Monday, March 16, 2009

NonFiction Monday: Cookbooks


Dewey: 641.5


My experiences as a school librarian have taught me the importance of having kid friendly cookbooks in a library's collection.

These cookbooks are not geared towards a very young chef but they are engaging to peruse and with some adult support in the kitchen, they would be fun to use and would produce some yummy food.




Cakes for Kids: 35 Colorful Recipes with Easy-to-Follow Tips & Techniques by Matthew Mead, Chronicle Books, 2008

I absolutely love fancy decorated cakes, birthday or otherwise. This cookbook offers basic cake recipes for chocolate, yellow and marble cake. There are also recipes for royal icing, icing glaze, creamy white icing and Seven Minute icing. Personally, I cannot make seven minute icing without adult supervision but otherwise, the instructions are kid friendly and easy to follow.

Choosing which cake to build is the challenge. There is a pirate's treasure chest, an Easter Egg, a royal crown, a rainbow, a robot, a giraffe, a castle with ice cream cone turrets, a ghost cake with soft peaks of seven minute icing ghosts festooning the layers. Clown face cupcakes, ladybug cupcakes, a moose cake made up of cupcakes...hmmmm...

Cereal, candy and cookies are used to embellish to great effect. OK, seriously, I want to go mix up some icing and lick the beaters now.




Green Eggs and Ham Cookbook: recipes inspired by Dr. Seuss concocted by Georgeanne Brennan and photographed by Frankie Frankeny, Random House, 2006

A quote from a Dr. Seuss book introduces each recipe. These are serious recipes for real-we-can-eat-that-for-dinner meals. The recipes are framed with characters from various Dr.Seuss books such as Cat's Mac and Cheese (made with ricotta and Parmesan cheese) and the Grinch serving Who-Roast-Beast which is a recipe for roast chicken.

Not all the recipes require a stove or oven but most of them do. A great deal of the cooking would require an adult to oversee the process.
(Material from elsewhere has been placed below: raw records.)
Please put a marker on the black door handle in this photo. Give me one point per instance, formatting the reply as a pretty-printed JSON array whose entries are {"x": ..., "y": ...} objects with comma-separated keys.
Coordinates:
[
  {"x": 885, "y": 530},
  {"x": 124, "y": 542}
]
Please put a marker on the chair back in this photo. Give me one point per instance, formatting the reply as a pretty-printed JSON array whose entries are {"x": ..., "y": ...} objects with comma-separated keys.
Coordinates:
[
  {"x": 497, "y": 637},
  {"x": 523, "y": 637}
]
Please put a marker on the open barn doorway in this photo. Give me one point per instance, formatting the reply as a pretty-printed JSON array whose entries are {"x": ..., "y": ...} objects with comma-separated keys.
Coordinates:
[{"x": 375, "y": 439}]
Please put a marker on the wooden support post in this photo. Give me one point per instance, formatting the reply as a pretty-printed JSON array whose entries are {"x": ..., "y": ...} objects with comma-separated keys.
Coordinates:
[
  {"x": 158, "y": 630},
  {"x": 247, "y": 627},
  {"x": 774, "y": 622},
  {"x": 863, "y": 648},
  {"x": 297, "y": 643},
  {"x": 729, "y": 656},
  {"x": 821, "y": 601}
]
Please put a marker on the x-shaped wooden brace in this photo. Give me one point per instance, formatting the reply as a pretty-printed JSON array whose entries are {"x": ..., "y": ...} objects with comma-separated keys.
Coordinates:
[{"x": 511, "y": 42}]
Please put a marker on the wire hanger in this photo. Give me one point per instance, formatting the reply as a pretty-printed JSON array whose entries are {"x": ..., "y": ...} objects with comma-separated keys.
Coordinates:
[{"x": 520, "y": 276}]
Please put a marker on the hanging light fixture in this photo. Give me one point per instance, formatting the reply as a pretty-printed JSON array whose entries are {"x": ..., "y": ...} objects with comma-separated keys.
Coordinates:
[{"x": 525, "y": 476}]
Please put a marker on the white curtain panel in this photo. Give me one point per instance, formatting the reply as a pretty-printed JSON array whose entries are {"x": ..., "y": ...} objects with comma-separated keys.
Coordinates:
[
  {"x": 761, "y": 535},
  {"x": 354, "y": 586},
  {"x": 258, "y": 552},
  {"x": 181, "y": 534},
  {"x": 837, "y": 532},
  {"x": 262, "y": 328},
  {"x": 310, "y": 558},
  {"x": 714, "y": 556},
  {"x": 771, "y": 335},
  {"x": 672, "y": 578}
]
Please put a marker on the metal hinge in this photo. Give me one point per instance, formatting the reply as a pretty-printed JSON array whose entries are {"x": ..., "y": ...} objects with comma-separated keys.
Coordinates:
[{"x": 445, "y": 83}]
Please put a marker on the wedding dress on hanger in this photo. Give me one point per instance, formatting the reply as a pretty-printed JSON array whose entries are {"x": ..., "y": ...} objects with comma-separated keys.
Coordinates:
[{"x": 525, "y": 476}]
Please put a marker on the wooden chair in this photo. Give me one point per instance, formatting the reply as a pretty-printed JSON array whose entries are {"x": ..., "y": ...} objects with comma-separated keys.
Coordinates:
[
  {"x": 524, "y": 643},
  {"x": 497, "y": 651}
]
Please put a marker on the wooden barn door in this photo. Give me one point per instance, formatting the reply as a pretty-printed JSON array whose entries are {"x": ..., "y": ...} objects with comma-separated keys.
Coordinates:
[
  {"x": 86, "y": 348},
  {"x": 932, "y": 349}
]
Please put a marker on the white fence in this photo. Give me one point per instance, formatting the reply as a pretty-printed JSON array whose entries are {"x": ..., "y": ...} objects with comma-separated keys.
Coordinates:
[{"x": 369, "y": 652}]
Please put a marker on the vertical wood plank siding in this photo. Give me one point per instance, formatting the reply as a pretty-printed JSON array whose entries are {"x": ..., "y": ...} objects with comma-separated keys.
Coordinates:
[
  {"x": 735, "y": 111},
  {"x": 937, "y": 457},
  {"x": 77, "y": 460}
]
Hoop-Soup-Snoop Group Potato Soup calls for peeling and boiling potatoes, chopping an onion, crisply cooking bacon and grating cheese (hmm, that sounds good) which means an adult needs to be on hand but in a time when I'm trying to shop on the perimeter of my grocery store where the whole foods are, it is not a bad thing for kids to realize that soup does not have to arrive in the bowl from a can

The nice spiral binding allows the book to lie flat for frequent consultation and the theme should engage kids.

Nonfiction Monday round-up is over at L. L. Owens!

6 comments:

Ladytink_534 said...

I picked up the Cakes for Kids back when I was a teacher in my Early Childhood Education class (it's a preschool pretty much where the high school students teach the 3-4 year olds). We made the lady bug cupcakes. :)

I want that Green Eggs and Ham Cookbook! I love cookbooks based on "classic" books. I know there is an Oz one, a Winnie-the-Pooh, and quite a few others as well.

Camille said...

I am like you. I adore cookbooks based on "literature."

Anne said...

have you seen the awesome Little House cookbook? It has quotes and bits from the books, and background on cooking of the period, plus use-able recipes!! Author is Barbara Muhs Walker. my family loved reading it/using after when we were all reading the little house books together! (boys included)

Camille said...

I love the Little House cookbook!

Rawley said...

Just ordered the Cakes for Kids cookbook! Another fun one is Gruesome Grub and Disgusting Dishes. My kids love the cowpie pudding!

lillibet said...

Surferdude is getting a basic Betty Crocker cookbook for his birthday. He is going to be responsible for one dinner a week. I think it's really important for kids cookbooks to be written in recipe format. That is such a skill set (much like map reading) that school curriculums never spend enough time on.